DO: Use the Lord’s name in vain

A complaint was laid after the host of Canterbury Mornings with Chris Lynch expressed frustration with the length of time it had taken police to decide whether to move forward with criminal investigations in to the collapse of the Christchurch CTV building. He said, ‘for Christ’s sake, police, you can do better than this’. But the BSA thought it was all good, ruling, “The use of ‘Christ’ as an exclamation to express surprise or dismay has become an accepted part of colloquial speech and would not have offended most listeners.”

DO: Auction items left at your house by unrequited Tinder loves

A Valentine’s Day Seven Sharp piece reported on a woman who had auctioned a pair of sunglasses on TradeMe that were left at her house by a Tinder date. The BSA rejected a complaint that the item glamourised theft and was unfair to the man who lost his sunnies. They even thought it was clear from the item that the woman had given the man ample opportunity to retrieve the accessory.

DON’T: Get confused between the UK and England

3 News reported on a shift in social networking choices by young people in the United Kingdom, but referred to ‘England’ in its introduction. MediaWorks upheld the accuracy complaint lodged, and apologised to the complainant.

DO: Compare dogs with their owners or with male genitalia*

While reporting on the Westminster Dog Show, a 3 News: Firstline presenter responded to whether there was a pit bull division in the competition, saying, “I highly doubt it. Imagine what their owners would look like.” The BSA rejected the complaint that the comment was highly offensive to, and denigrated, pit bull owners.

The hosts of the Jay, Flynny and Zoe MarshallShow also made comments that Chihuahuas look like ‘ball bags’ and ‘a scrotum with four legs’. Again, the BSA did not find that the comments breached standards of good taste and decency, instead ruling that they were clearly intended to be funny.

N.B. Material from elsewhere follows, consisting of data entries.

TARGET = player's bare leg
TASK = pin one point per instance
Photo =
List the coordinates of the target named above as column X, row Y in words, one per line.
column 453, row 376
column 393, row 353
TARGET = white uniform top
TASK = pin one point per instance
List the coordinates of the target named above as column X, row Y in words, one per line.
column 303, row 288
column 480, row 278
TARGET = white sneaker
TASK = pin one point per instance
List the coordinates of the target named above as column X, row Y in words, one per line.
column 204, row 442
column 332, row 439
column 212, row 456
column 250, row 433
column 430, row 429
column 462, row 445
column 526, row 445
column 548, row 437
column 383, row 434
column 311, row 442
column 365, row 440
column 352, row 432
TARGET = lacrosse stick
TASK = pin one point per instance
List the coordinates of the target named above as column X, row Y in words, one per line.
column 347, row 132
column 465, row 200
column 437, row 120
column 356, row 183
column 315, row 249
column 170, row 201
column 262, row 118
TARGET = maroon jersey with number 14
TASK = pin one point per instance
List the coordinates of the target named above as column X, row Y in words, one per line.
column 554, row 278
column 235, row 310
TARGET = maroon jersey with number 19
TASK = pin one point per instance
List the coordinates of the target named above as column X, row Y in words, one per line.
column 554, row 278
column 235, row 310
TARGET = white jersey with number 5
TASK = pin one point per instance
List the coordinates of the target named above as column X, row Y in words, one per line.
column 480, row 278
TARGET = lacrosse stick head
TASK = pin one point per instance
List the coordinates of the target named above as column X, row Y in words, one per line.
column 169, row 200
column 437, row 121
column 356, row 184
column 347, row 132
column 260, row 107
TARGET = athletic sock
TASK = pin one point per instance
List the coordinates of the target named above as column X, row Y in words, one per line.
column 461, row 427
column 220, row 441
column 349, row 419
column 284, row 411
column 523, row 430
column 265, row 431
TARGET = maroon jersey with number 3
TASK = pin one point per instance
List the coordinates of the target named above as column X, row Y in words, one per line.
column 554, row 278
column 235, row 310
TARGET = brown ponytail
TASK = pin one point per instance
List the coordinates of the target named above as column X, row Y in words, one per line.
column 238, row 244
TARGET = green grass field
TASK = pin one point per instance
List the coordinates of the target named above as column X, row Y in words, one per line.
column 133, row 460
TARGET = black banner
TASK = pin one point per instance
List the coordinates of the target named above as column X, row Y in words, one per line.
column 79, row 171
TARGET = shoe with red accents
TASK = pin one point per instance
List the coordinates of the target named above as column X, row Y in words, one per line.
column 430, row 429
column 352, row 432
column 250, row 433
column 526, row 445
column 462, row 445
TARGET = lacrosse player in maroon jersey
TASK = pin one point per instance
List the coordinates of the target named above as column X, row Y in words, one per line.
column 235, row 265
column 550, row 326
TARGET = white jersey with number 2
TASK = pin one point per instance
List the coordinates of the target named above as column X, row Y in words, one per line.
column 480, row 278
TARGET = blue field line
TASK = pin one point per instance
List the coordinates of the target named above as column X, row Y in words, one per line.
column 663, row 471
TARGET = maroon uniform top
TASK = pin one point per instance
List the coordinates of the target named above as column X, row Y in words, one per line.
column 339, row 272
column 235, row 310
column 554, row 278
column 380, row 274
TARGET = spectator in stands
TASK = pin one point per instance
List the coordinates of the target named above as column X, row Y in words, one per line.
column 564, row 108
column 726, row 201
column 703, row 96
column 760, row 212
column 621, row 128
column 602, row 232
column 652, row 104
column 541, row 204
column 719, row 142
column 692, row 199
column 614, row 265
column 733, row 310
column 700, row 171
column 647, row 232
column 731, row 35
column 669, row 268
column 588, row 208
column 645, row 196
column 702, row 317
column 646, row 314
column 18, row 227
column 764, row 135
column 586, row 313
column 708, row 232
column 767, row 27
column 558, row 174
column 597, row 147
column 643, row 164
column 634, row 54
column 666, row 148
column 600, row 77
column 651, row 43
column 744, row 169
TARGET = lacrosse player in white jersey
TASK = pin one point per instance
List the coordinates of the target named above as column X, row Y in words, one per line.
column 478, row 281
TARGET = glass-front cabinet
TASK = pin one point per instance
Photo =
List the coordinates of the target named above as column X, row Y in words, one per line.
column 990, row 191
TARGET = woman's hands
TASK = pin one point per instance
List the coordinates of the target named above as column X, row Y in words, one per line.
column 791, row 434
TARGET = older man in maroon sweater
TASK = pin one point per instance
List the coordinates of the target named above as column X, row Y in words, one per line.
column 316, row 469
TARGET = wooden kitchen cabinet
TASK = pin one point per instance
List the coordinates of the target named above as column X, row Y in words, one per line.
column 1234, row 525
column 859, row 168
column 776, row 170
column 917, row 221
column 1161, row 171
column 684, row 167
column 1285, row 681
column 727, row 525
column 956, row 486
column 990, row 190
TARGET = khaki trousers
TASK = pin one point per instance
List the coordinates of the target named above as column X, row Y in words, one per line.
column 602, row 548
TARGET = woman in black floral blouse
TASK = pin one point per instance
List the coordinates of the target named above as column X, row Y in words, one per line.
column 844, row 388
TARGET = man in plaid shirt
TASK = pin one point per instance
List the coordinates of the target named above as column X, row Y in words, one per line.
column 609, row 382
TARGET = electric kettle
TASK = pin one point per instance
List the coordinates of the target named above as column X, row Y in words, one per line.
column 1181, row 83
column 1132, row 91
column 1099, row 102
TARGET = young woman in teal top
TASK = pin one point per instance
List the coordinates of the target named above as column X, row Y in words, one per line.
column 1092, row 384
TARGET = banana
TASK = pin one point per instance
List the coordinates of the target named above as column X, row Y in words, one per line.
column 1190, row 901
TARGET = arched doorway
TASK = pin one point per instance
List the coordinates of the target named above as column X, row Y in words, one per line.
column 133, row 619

*Comparing dogs owners with male genitalia is untested and may be unsafe for broadcast.

DO: Insult tourists

At the end of a One News weather segment, the weather presenter made reference to ‘bejewelled, corpulent, affluent tourists with big fat wallets’ while looking at a photo of a cruise ship. The BSA ruled that it was a bit derogatory, but it didn’t quite threaten current norms of good taste and decency.

DO: Say “frigging”. Frigging, frigging, frigging.

During an episode of High Country Rescue, a man with a broken leg expressed his gratitude to Land Search and Rescue workers, saying, ‘I really appreciate your help… it would have been a frigging long hopping walk to the hut.’ The Authority refused to rule that the word ‘frigging’ was offensive, and also noted that the claim was frivolous.

DO: Mock the New Zealand accent

The George Selectah Show included audio from a YouTube parody of an ad for ‘Chaffers New Zealand Style Deck Sealant’, making fun of the way New Zealanders pronounce the word ‘deck’ to sound like ‘dick’. The BSA did not uphold the complaint that comments such as ‘every kid in the neighbourhood has been on my dick’ were in bad taste. They said, “This was clearly intended to be humorous and did not promote or endorse paedophilia”.

DO: Use footage of celebrities beating down other celebrities

Screening footage of Solange Knowles trying to high-kick Jay Z in a lift is okay.

The BSA ruled that screening the clip does not make light of domestic violence, and it does not denigrate men as Wayne Burrows of Palmerston complained.

Burrows has formerly complained about ‘gender bias’ against men in a One News item discussing increased rates of domestic violence in Christchurch following the earthquakes. That complaint was also rejected.